Simulations Flashcards
(59 cards)
random module
used to generate random numbers in python
random.seed()
If you initialize the random number generator with a specific seed using random.seed(), the sequence of numbers generated will always be the same (no matter how many times you run it)
What is the meaning of 1 in random.seed(1)?
1 doesn’t have anything to do with actual list content, it is just index used to generate random numbers - it enables you to access the same numbers
np.random.choice()
used to generate a random sample from given array or list
np.arange()
generates array containing evenly spaced values within specified range -> so it is similar to range() but range() returns a list and np.arrange() returns array
x = np.random.choice(np.arange(1, 7), 3)
displays 3 random numbers from array 1 to 6
What is a difference between simulation probability and mathematical probability?
Simulation probability is an approximation, whereas mathematical probability is exact. However, mathematical probability is often calculated in ideal conditions, whereas simulations can be adjusted to real-life scenarios
one-sample t-test
parametric test
examines whether the mean of a population is statistically different from a known or hypothesized value (therefore it checks whether the difference between two variabels varies from 0)
What are data requirements for one-sample t-test?
1) continuous test variable
2) scores on test variable are independent (there is no relationship between scores)
3) random sample of data from population
4) normal distribution of sample and population on test variable
5) homogeneity of variances (variances are approx equal in both sample and population)
6) no outliers
what is linear regression?
estimates the coefficients of the linear equation, involving one or more independent variables that best predict the value of the dependent variable. Linear regression fits a straight line or surface that minimizes the discrepancies between predicted and actual output values.
Y = β0+ β1X+ ε
Y = dependent variable
B0 = Y-intercept
B1 = slope
x = independent variable
e = error
How to calculate the slope (B1)?
CHANGE IN Y/CHANGE IN X
What is polynomial linear regression?
It is used when there is nonlinear relationship between the predictor and response variable (when data points form a curve)
Y = β0+ β1X + β2X2+ … + βhXh+ ε
In this equation,his referred to as the degreeof the polynomial.
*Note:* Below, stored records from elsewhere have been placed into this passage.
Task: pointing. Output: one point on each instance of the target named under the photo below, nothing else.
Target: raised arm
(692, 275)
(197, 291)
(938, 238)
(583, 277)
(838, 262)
What are advantages of polynomial regression?
- Polynomial provides the best approximation of the relationship between the dependent and independent variable.
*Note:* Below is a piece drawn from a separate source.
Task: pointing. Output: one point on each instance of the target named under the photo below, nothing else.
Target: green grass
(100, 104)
- A Broad range of function can be fit under it.
- Polynomial basically fits a wide range of curvature.
What are disadvantages of polynomial regression?
- The presence of one or two outliers in the data can seriously affect the results of the nonlinear analysis.
- These are too sensitive to the outliers.
- In addition, there are unfortunately fewer model validation tools for the detection of outliers in nonlinear regression than there are for linear regression.
- Also more complex models are prone to overfitting
What is continous uniform distribution?
symmetric probability distribution where all outcomes have an equal likelihood of occurring
How to draw samples from uniform distribution?
stats.uniform.rvs(0, 1, size=100):
generates 100 random samples from uniform distribution
loc = 0 (sets lower bound)
scale = 1 (sets range of distribution)
so samples are drawn from interval (0,1)
What is binomial distribution?
probability of outcome being either success or failure
How to generate random variables from binomial distribution?
stats.binom.rvs(n=1, p=0.5, size=100)
n - number of trials
p - probability of success
size - number of random variables
What is normal distribution?
data are symmetrically distributed; bell-shaped - most values clustering around central region
mean = median = mode
How to generate random samples from normal distribution in Pyton?
stats.norm.rvs(loc=0, scale=1, size=100)
loc = mean
scale = standard deviation
size = number of random samples to generate
OR
np.random.normal (loc=0, scale=1, size=100)
What does function stats.norm.cdf?
Cumulative Distribution Function
area under the curve
For a normal distribution, the CDF at a point x gives the area under the probability density function (PDF) curve to the left of x. This area corresponds to the probability that a randomly selected value from the distribution is less than or equal to x.
What does function stats.norm.pdf?
Probability Density Function
The PDF of a continuous random variable gives the relative likelihood of the random variable taking on a specific value.
It is height of the curve
What is stats.norm.ppf?
Percent Point Function
inverse cdf!
given the probability of numbers smaller than x, what is x?
How to generate random samples from exponential distirbution?
stats.expon.rvs